Now Available on Azure ML – Criteo's 1TB Click Prediction Dataset

This post is by Misha Bilenko, Principal Researcher in Microsoft Azure Machine Learning.

Measurement is the bedrock of all science and engineering. Progress in the field of machine learning has traditionally been measured against well-known benchmarks such as the many datasets available in the UCI-ML repository, in the KDDCup and Kaggle contests and on ImageNet.

Today, we are delighted to announce the availability of the largest ever publicly released ML dataset – produced by our friends at Criteo, this dataset is now hosted by Microsoft Azure Machine Learning. This new benchmark allows us to compare the performance of supervised learning algorithms on a realistic dataset representing an industry-defining multi-billion dollar task – namely, advertisement click prediction.

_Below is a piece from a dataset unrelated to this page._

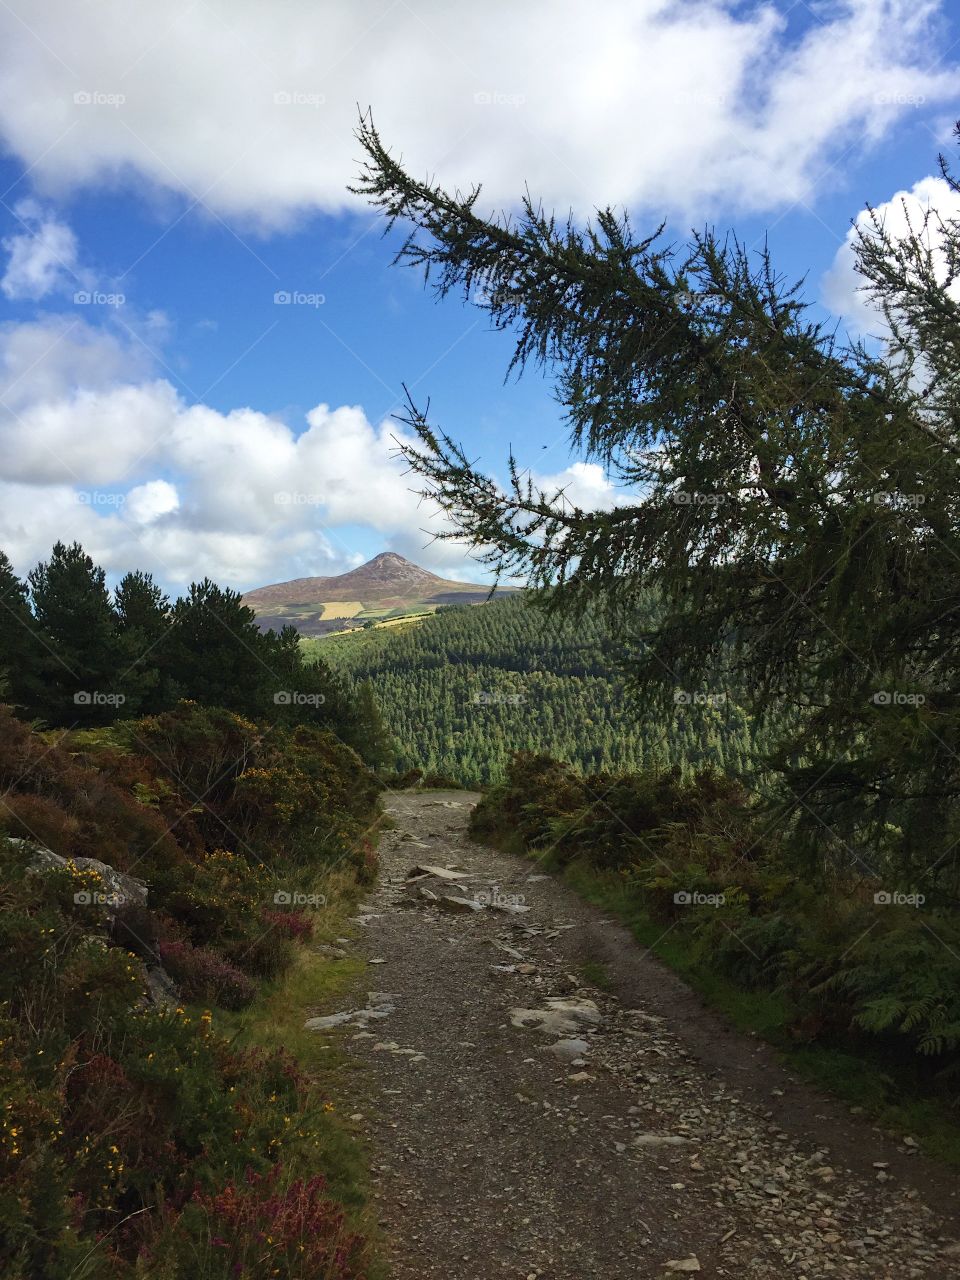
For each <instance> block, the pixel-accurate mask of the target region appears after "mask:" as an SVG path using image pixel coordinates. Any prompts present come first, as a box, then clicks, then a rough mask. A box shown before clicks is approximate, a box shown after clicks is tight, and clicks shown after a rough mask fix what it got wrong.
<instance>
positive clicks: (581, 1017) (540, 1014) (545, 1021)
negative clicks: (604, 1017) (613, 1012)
mask: <svg viewBox="0 0 960 1280" xmlns="http://www.w3.org/2000/svg"><path fill="white" fill-rule="evenodd" d="M509 1020H511V1023H512V1024H513V1025H515V1027H532V1028H534V1029H535V1030H538V1032H545V1033H547V1034H548V1036H567V1034H568V1033H570V1032H576V1030H579V1029H580V1028H581V1027H584V1025H588V1027H596V1025H598V1023H599V1021H600V1010H599V1009H598V1007H596V1004H595V1002H594V1001H593V1000H588V998H586V997H577V996H550V997H549V998H548V1000H547V1001H545V1002H544V1007H543V1009H511V1011H509Z"/></svg>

The scale of the data that ML systems are expected to consume keeps growing steadily. In domains such as computational finance and online advertising, thousands of training points arrive every second. The development of ML algorithms and systems capable of learning on large-scale data that yield high-throughput predictions is a key challenge. Yet, few public benchmarks exist that provide a realistic snapshot of a revenue-critical predictive problem.

An earlier competition by Criteo, as well as contests by Yandex, Tencent and Avazu have all brought attention to variants of the task: namely, that of predicting the probability of a user clicking on an item (e.g. an advertisement or webpage link) based on attributes describing various properties of the context, the item and the user. However, these datasets tended to be small samples of realistic production datasets, often small enough to fit in the RAM of a high-end modern workstation.

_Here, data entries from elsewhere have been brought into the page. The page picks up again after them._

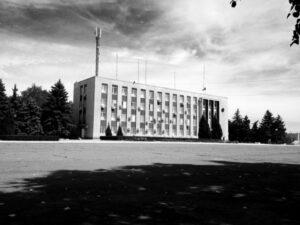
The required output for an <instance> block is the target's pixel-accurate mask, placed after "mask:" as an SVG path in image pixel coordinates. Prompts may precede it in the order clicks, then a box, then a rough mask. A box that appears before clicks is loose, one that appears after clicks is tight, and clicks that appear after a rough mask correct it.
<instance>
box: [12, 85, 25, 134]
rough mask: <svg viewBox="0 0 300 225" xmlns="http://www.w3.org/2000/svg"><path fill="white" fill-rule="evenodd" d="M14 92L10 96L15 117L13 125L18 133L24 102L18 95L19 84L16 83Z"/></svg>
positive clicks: (15, 130)
mask: <svg viewBox="0 0 300 225" xmlns="http://www.w3.org/2000/svg"><path fill="white" fill-rule="evenodd" d="M12 90H13V94H12V96H11V97H10V99H9V101H10V110H11V115H12V119H13V125H14V134H18V133H19V132H20V130H19V127H20V123H21V121H20V110H21V107H22V102H21V98H20V96H19V95H18V88H17V85H16V84H15V85H14V88H13V89H12Z"/></svg>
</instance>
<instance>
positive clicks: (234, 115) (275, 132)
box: [228, 109, 290, 144]
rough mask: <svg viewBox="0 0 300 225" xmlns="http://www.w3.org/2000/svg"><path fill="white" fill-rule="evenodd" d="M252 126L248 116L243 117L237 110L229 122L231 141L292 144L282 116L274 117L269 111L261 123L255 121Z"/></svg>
mask: <svg viewBox="0 0 300 225" xmlns="http://www.w3.org/2000/svg"><path fill="white" fill-rule="evenodd" d="M250 124H251V122H250V119H249V118H248V116H247V115H246V116H245V117H243V116H242V115H241V114H240V111H239V109H237V110H236V112H235V113H234V116H233V118H232V120H229V121H228V130H229V140H230V141H237V142H249V143H250V142H253V143H254V142H260V143H274V144H283V143H290V140H289V137H288V136H287V133H286V128H285V124H284V121H283V120H282V118H281V116H280V115H277V116H276V117H274V116H273V114H272V113H271V112H270V111H269V110H267V111H266V112H265V114H264V116H263V118H262V119H261V121H260V122H259V121H255V122H254V123H253V125H252V127H251V126H250Z"/></svg>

By contrast, the newly available Criteo 1TB dataset provides over 4 billion examples with binary labels (click vs. no-click). There are 156 billion total (dense) feature-values and over 800 million unique attribute values. While this record-breaking scale may seem formidable for classic ML algorithms, the emergence of cloud ML platforms makes it straightforward for every data scientist to train predictive models on such datasets from their laptop, utilizing distributed learning techniques such as Learning with Counts (codenamed Dracula – an area where we will present a detailed experiment on this dataset in a follow-up post).

We salute Criteo for giving our field a practical baseline that allows us to quantify progress in “big learning”. And we really look forward to all the new algorithms and systems that this dataset will motivate and inspire you to create.